Judge Provider Reference
Complete reference for LLM judge providers
Provider support
| Provider | Endpoint | Auth | Status |
|---|---|---|---|---|
| Anthropic | https://api.anthropic.com/v1/messages | ANTHROPIC_API_KEY | ✅ Stable |
| OpenAI | https://api.openai.com/v1/chat/completions | OPENAI_API_KEY | ✅ Stable |
| Gemini | https://generativelanguage.googleapis.com/v1beta/models/{model}:generateContent | GEMINI_API_KEY (via x-goog-api-key header) | ✅ Stable |
| Groq | https://api.groq.com/openai/v1/chat/completions | GROQ_API_KEY | ✅ Stable |
| Ollama | http://localhost:11434/api/chat | None | ✅ Stable |
Provider configuration
Each provider uses a common configuration shape:
judge:
primary:
provider: anthropic # provider name
model: claude-haiku-4-5-20251001 # model identifier
temperature: 0.1 # generation temperature
max_tokens: 4096 # max response tokens
timeout_ms: 30000 # request timeout
retry_attempts: 3 # retries on failureJudge prompts
Each provider receives identical judge prompts. The prompt structure differs between factuality evaluation and tone evaluation.
Factuality prompt
Sent to the judge when factuality metric is enabled. The judge receives:
input: The original promptexpected_output: The ground truthactual_output: The model's responsecontext: Retrieved documents (RAG mode only)

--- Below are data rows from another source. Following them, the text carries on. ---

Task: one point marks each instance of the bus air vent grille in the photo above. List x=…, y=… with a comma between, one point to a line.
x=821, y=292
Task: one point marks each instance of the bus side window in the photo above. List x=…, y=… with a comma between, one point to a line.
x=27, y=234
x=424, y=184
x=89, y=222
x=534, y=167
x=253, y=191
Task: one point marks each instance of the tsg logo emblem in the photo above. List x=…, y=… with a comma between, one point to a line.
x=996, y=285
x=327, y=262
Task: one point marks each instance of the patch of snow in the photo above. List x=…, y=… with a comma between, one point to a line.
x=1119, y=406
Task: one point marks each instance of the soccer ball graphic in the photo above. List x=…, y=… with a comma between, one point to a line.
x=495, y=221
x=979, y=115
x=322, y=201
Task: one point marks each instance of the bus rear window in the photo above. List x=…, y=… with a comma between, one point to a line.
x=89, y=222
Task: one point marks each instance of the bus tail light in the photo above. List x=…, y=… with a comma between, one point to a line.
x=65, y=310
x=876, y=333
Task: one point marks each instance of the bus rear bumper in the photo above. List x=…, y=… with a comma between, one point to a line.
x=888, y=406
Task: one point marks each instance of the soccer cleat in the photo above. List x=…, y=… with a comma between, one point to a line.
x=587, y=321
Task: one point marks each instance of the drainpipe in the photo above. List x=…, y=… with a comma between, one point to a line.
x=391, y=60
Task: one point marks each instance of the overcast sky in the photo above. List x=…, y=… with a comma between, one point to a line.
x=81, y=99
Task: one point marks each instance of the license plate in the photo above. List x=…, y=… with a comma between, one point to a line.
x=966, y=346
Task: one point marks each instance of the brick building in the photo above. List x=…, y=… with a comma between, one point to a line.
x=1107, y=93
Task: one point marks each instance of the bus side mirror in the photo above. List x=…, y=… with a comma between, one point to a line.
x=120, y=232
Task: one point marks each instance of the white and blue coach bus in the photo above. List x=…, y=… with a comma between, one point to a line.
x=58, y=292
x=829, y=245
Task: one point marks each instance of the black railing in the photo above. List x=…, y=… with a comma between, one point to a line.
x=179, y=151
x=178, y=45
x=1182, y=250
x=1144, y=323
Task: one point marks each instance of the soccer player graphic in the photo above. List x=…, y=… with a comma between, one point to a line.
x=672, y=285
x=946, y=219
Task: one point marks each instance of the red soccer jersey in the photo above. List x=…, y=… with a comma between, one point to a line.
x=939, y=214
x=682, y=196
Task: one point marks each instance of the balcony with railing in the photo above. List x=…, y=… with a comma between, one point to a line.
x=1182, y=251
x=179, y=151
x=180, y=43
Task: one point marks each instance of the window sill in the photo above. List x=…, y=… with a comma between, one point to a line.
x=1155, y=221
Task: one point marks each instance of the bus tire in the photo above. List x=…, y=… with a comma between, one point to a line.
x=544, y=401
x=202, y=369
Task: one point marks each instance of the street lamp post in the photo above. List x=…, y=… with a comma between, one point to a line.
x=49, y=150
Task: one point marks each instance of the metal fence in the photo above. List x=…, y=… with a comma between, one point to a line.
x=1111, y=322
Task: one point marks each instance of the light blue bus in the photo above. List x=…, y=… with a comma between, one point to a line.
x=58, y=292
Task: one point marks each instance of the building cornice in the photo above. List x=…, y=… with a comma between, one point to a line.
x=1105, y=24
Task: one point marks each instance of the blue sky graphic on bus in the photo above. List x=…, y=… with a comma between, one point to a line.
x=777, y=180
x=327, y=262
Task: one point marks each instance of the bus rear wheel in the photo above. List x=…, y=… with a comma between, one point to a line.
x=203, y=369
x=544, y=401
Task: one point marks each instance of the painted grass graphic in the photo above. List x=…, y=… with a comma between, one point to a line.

The judge returns a structured response with:
- Claim-by-claim support assessment
- Overall score
- Confidence level
- Explanation
Tone prompt
Sent to the judge when tone metric is enabled. The judge receives:
input: The original promptexpected_output: The ground truthactual_output: The model's responsetone_profile: Expected tone description from config
The judge returns structured assessment per sub-dimension.
Default provider
Anthropic is the default provider when no judge block is specified.
Retry with exponential backoff
When a provider request fails (network error, rate limit, server error), Regtrace retries with exponential backoff and jitter:
delay = min(1000 × 2^attempt + random(500), 30000)- Base: 1s, doubles per attempt
- Jitter: up to 500ms random added
- Cap: 30s max delay
- Total attempts: configured by
retry_attempts(default 3)
Fallback judge
When the primary judge provider fails after all retries, Regtrace can fall back to a secondary provider:
judge:
primary:
provider: anthropic
model: claude-haiku-4-5-20251001
retry_attempts: 3
fallback:
provider: openai
model: gpt-5.4-mini-2026-03-17
retry_attempts: 2The fallback is only invoked when the primary exhausts all retries. There is no double-fallback — if the fallback also fails, the metric falls back to heuristic scoring.
API key validation
Regtrace validates required API keys before making any HTTP calls. If a key is missing, the CLI exits immediately with a descriptive error naming the provider and expected environment variable:
Anthropic API key not configured. Set ANTHROPIC_API_KEY or pass apiKey in judge config.This fail-fast behavior prevents silent degradation — you never discover a missing key halfway through a run after spending time on earlier test cases.
Error sanitization
API error responses are sanitized before display to prevent credential leaks:
- Response body truncated to 400 characters
- API key patterns redacted (
sk-...,gsk_...,AIza...) - Error format:
${provider} API error ${status}: ${sanitized}
Generation
The same providers are also used by regtrace run --generate to produce
actual_output for test cases with null output. By default the generator uses
judge.primary. Override with an optional generator block in the config file
(see config file reference).
Known limitations
LLM-as-judge evaluation has known biases and failure modes. See Limitations & Caveats for a detailed discussion of verbosity bias, self-preference, position bias, and how Regtrace mitigates them.